The same index appearing both as an upper and as a lower index indicates a contraction over that index. Multiplying with a scalar does not result in a contraction:

c * A

# output

cA¹₂

Supported operators and functions when creating expressions:

Basic operators +, -, ', *, ^, abs, sin, cos and log
Element-wise operators sin., cos., abs., .*, .^ and log.
Vector 1-norm and 2-norm can be computed with LinearAlgebra.norm(..., 1) and LinearAlgebra.norm(..., 2)
Sums of vectors can be computed with sum.
Matrix traces can be computed with LinearAlgebra.tr.

See Creating Expressions for more examples.

Computing Derivatives

Matrix derivatives are computed on expressions in Ricci-notation directly. DiffMatic provides specialized functions for computing gradients, Jacobians and Hessians respectively.

gradient and hessian require a scalar as input:

expr = 2 * x' * A * B * x

g = gradient(expr, x) # The second argument denotes the differentiation variable.

# output

2A₄⁶B₆⁸x⁴ + 2B₆⁷x₇A⁸⁶

H = hessian(expr, x)

# output

2A₉⁶B₆⁸ + 2B₆₉A⁸⁶

jacobian requires a column vector as input:

J = jacobian(x' * x * A * x, x)

# output

x₃x³A¹₆ + 2A¹₅x⁵x₆

See Derivatives in Standard Notation for more examples.
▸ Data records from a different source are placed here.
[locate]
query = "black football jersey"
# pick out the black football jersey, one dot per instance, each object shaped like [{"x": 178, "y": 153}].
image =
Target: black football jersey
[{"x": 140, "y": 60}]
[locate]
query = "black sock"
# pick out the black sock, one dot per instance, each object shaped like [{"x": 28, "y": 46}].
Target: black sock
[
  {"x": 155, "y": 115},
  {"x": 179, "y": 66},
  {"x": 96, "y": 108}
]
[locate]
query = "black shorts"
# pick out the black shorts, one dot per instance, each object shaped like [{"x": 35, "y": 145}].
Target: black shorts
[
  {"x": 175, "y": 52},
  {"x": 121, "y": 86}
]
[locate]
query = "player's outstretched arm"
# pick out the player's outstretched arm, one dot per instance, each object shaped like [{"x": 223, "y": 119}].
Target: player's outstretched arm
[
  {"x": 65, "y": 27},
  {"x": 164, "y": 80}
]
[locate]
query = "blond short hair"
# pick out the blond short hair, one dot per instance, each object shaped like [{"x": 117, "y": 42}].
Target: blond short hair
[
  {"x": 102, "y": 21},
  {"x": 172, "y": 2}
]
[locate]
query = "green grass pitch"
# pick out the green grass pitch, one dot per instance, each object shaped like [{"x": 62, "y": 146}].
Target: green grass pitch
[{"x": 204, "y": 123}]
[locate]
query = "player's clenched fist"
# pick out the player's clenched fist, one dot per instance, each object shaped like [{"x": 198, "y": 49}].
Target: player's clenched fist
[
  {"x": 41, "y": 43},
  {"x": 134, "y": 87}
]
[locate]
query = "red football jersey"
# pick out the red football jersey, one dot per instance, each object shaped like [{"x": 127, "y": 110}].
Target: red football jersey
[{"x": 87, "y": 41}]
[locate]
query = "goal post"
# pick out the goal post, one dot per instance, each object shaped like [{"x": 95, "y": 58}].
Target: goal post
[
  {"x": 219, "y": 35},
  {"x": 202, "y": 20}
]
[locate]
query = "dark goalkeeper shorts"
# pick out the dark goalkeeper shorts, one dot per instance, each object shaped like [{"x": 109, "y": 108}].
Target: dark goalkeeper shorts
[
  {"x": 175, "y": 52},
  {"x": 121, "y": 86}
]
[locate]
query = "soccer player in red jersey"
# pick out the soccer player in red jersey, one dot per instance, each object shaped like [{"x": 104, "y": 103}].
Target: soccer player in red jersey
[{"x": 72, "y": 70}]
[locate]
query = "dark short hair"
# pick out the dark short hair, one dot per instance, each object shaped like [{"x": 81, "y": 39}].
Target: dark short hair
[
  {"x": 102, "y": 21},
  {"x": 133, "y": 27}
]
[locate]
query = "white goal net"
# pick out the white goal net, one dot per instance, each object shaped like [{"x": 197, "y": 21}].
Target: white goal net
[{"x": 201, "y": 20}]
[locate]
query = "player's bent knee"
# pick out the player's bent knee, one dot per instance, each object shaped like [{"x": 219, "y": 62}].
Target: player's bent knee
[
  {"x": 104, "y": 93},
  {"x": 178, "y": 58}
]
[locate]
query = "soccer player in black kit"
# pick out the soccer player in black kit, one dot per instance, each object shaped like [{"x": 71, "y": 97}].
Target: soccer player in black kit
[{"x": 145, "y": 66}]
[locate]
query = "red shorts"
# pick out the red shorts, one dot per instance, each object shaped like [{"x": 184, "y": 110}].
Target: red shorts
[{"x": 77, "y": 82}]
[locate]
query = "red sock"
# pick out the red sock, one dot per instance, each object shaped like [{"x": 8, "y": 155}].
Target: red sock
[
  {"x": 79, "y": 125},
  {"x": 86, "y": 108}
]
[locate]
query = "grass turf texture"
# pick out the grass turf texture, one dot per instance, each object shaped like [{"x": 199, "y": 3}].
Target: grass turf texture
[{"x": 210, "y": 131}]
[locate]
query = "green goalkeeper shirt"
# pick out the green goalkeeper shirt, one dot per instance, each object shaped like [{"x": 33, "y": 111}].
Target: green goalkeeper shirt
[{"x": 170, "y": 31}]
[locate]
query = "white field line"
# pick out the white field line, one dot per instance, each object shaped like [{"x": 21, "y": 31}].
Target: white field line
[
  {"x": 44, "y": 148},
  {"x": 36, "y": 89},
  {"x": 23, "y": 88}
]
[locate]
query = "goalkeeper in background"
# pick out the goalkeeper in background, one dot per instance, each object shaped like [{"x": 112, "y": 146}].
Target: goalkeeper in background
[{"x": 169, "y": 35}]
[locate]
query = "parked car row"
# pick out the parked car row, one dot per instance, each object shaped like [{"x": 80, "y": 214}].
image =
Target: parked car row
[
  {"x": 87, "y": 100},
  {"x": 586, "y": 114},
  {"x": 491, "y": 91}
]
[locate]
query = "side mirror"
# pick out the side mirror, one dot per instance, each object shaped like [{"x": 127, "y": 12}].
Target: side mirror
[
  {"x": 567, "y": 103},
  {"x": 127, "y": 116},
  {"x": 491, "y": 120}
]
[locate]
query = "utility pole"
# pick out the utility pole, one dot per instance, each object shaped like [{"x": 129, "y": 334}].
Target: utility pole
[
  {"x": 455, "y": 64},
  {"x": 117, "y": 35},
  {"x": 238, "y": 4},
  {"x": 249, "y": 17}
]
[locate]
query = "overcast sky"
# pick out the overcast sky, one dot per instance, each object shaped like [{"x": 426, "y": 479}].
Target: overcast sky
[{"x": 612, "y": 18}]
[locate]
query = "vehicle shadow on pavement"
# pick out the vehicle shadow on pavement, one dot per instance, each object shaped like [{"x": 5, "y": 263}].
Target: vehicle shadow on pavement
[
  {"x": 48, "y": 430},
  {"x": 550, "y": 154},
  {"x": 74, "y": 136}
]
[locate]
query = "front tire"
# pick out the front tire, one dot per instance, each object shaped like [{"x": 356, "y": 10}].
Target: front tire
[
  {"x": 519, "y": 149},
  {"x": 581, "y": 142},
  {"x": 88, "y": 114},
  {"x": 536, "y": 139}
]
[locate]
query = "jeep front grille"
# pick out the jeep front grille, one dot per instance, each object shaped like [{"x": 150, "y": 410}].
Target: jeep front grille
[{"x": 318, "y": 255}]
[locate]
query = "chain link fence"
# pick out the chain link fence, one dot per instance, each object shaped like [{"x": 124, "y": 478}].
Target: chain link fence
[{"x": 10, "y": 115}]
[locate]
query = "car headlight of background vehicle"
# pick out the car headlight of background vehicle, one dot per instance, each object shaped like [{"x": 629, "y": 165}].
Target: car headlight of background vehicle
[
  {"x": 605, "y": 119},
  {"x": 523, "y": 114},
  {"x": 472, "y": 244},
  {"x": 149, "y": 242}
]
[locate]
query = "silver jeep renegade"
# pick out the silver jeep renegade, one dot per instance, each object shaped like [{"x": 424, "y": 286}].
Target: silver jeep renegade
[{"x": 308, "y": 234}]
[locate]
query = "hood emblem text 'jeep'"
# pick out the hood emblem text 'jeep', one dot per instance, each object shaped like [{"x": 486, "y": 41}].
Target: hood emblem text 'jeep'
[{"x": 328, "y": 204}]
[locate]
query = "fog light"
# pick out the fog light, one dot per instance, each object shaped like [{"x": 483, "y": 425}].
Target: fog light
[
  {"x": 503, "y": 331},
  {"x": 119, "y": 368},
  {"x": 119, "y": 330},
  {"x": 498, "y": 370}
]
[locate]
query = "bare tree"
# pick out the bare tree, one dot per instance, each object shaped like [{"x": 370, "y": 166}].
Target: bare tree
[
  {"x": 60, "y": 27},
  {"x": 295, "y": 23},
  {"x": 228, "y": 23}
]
Converting Tensor Expressions to Standard Notation

An expression in Ricci-notation can be converted back to standard notation using to_std. DiffMatic can output a standard expression in string format or as a Julia function.

String Output

An expression can be converted to standard matrix notation and retrieved as a string by passing a StdStr instance as a keyword argument format to to_std:

to_std(J; format = StdStr())

# output

"xᵀxA + 2Axxᵀ"

Special notation used in the output:

"⊙": Element-wise multiplication.
"⊘": Element-wise division.
"diag(x)": Diagonal matrix with "x" on the diagonal.
"vec(1)": Vector consisting of 1:s.
"sgn(x)": The signum function applied element-wise.
"tr(X)": Trace of the matrix "X".
"abs(x)": Element-wise absolute value of "x".

Julia Function

A Julia function is generated by passing a JuliaFunc instance as a keyword argument format to to_std. The function is returned in the form of an expression:

to_std(g; format = JuliaFunc())

# output

quote
    #= ... =#
    function (A, B, x)
        #= ... =#
        #= ... =#
        return 2 * ((transpose(B) * transpose(A)) * x) + 2 * (A * (B * x))
    end
end

The generated function can be compiled using eval:

g_fun = eval(to_std(g; format = JuliaFunc()))

An = Float64[1 1 1; 2 2 2; 3 3 3]
Bn = Float64[4 4 4; 5 5 5; 6 6 6]
xn = Float64[1; 1; 1]

g_fun(An, Bn, xn)

# output

3-element Vector{Float64}:
 270.0
 360.0
 450.0

The JuliaFunc generator may use functions and primitives defined in LinearAlgebra, such as e.g. diagm and I. These functions need to be explicitly imported by the user prior to usage:

g = gradient(log.(A * x)' * x, x)
g_fun = eval(to_std(g; format = JuliaFunc()))

An = exp(3) * ones(3,3)
xn = Float64[1; 0; 0]

g_fun(An, xn)

# output

ERROR: UndefVarError: `diagm` not defined

using LinearAlgebra: diagm

g_fun(An, xn)

# output

3-element Vector{Float64}:
 4.0
 4.0
 4.0

The order of the arguments of the generated function can be specified through JuliaFunc:

to_std(g; format = JuliaFunc([x, B, A]))

# output

quote
    #= ... =#
    function (x, B, A)
        #= ... =#
        #= ... =#
        return 2 * ((transpose(B) * transpose(A)) * x) + 2 * (A * (B * x))
    end
end

[1]: S. Laue, M. Mitterreiter and J. Giesen. Computing Higher Order Derivatives of Matrix and Tensor Expressions. In: Advances in Neural Information Processing Systems, Vol. 31 (Curran Associates, Inc., 2018).